18 Mart 2017 Cumartesi

Kutsal Gece - Tahar Ben Jelloun


Dinleyicisini yitiren anlatıcıyla bambaşka bir kitapta hissetmiştim, Şair’in Romanı’ndanın satılarında gibi… Toplanan insanlara, anlatıcıya hayran, dinlemek ister miydim hikayeyi hele de bacha poshlara gidip gelen aklımla? Kutsal bir gecede, bir Kadir Gecesi’nde yapılan bir itirafla başlıyordu kitap. Umutluydum, kurtuluşun, kendini bulmanın izlerini süreceğimi düşünüyordum. Yanılmışım… Erkek egemen bir toplumda olanların ağırlığı çöktükçe çökecekti üzerime…

Acılarla dolu bir kitaptı elimdeki, masalsı anlatımı, gerçekle hayal dünyası arasında gitgellerle dolu… Bir Kadir Gecesi’nde kadın olduğunu öğrenen Zehra’nın hikayesi… Yirmi yaşında yeniden doğduğunu düşünerek evden uzaklaşan, geçmişe dair her şeyi babasının mezarına gömerken kurtulduğunu düşünen bir kadın Zehra… Yüzüne bile bakılmadan, güya dualarla tecavüze uğradığında kanlar içinde kalan bacak arasında bakarken neredeyse sevinen bir kadın… Temizlenmek için gittiği hamamda hayatı bambaşka bir yöne doğru giderken kendini, çevresini yeniden keşfetmeye çalışan, kaderine boyun eğen bir kadın…

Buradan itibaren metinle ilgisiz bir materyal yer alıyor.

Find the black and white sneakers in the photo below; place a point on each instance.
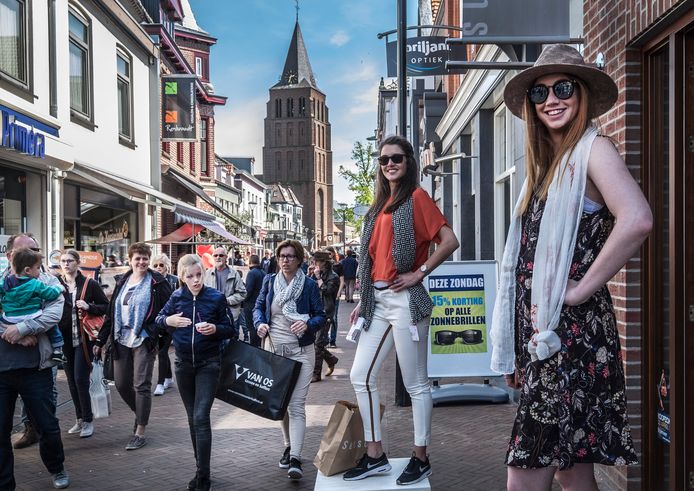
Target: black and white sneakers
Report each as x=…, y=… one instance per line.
x=284, y=461
x=295, y=471
x=367, y=467
x=415, y=471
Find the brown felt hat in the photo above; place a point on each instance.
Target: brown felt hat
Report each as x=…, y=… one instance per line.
x=561, y=58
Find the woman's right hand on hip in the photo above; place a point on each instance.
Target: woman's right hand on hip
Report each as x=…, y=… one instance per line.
x=262, y=330
x=355, y=313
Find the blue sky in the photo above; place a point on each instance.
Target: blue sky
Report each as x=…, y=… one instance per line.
x=347, y=60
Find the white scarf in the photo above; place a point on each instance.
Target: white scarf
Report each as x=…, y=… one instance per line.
x=288, y=294
x=553, y=256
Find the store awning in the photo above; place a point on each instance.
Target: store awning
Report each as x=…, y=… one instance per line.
x=188, y=230
x=198, y=191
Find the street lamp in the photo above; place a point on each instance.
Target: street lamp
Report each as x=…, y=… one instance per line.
x=252, y=205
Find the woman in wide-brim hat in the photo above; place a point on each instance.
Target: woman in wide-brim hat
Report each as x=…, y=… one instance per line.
x=579, y=218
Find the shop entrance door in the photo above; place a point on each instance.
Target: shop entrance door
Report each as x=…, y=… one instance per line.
x=668, y=294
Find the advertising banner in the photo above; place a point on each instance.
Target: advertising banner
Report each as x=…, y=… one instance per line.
x=426, y=56
x=463, y=294
x=178, y=108
x=516, y=19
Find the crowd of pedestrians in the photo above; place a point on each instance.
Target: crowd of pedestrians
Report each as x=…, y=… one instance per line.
x=557, y=342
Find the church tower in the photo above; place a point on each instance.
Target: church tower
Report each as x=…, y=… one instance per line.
x=297, y=142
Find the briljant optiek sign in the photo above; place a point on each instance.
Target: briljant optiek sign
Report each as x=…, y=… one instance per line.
x=20, y=138
x=425, y=56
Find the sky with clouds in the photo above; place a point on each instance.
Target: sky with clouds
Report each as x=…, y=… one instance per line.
x=347, y=59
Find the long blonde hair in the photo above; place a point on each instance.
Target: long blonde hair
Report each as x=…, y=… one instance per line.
x=188, y=261
x=541, y=161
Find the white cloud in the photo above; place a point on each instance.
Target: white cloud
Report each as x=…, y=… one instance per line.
x=239, y=129
x=340, y=38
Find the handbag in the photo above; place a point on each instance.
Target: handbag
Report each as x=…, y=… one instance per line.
x=256, y=380
x=343, y=439
x=99, y=392
x=91, y=323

Doğduğumuz coğrafya kaderimiz, peki ya ana babamız? Onları koşulsuz sevebilir miyiz? Kızının erkek olarak doğduğunu kabul eden baba suçlanabilir mi? Omuzlarına erkekliğin tüm yükleri yüklenmişken, suçlu mudur erkekler? Onca kızdan sonra bir kızı daha kaldıramayan doğduğu andan itibaren oğlan gibi yetiştirip, sünnet ettiren hatta evlendiren bir baba ve oğul ve Zehra! Babanın itiraftan sonra affedilmeyi beklerken, Zehra’nın öfke dolu yüzünün hayaliyle son nefesini vermesi! Oğlanken tüm avantajlarını kullanıp, kızkardeşlerini hor gören Zehra suçlu mudur? Gerçekle karşılaşınca kızkardeşlerinin verdiği cezayı hak etmiş midir? Çok çok ağır bir hikaye… Sessiz çığlıkların arasından sızıveren, sesini yükseltebilen bir çığlık onunki… Savrulan hayatlar, yıkıma giden aileler… Ne için? Bir Mağrib ülkesinden yükselen kulakları sağır eden, yürekleri dağlayan bu çığlık size de çok yakın gelmedi mi?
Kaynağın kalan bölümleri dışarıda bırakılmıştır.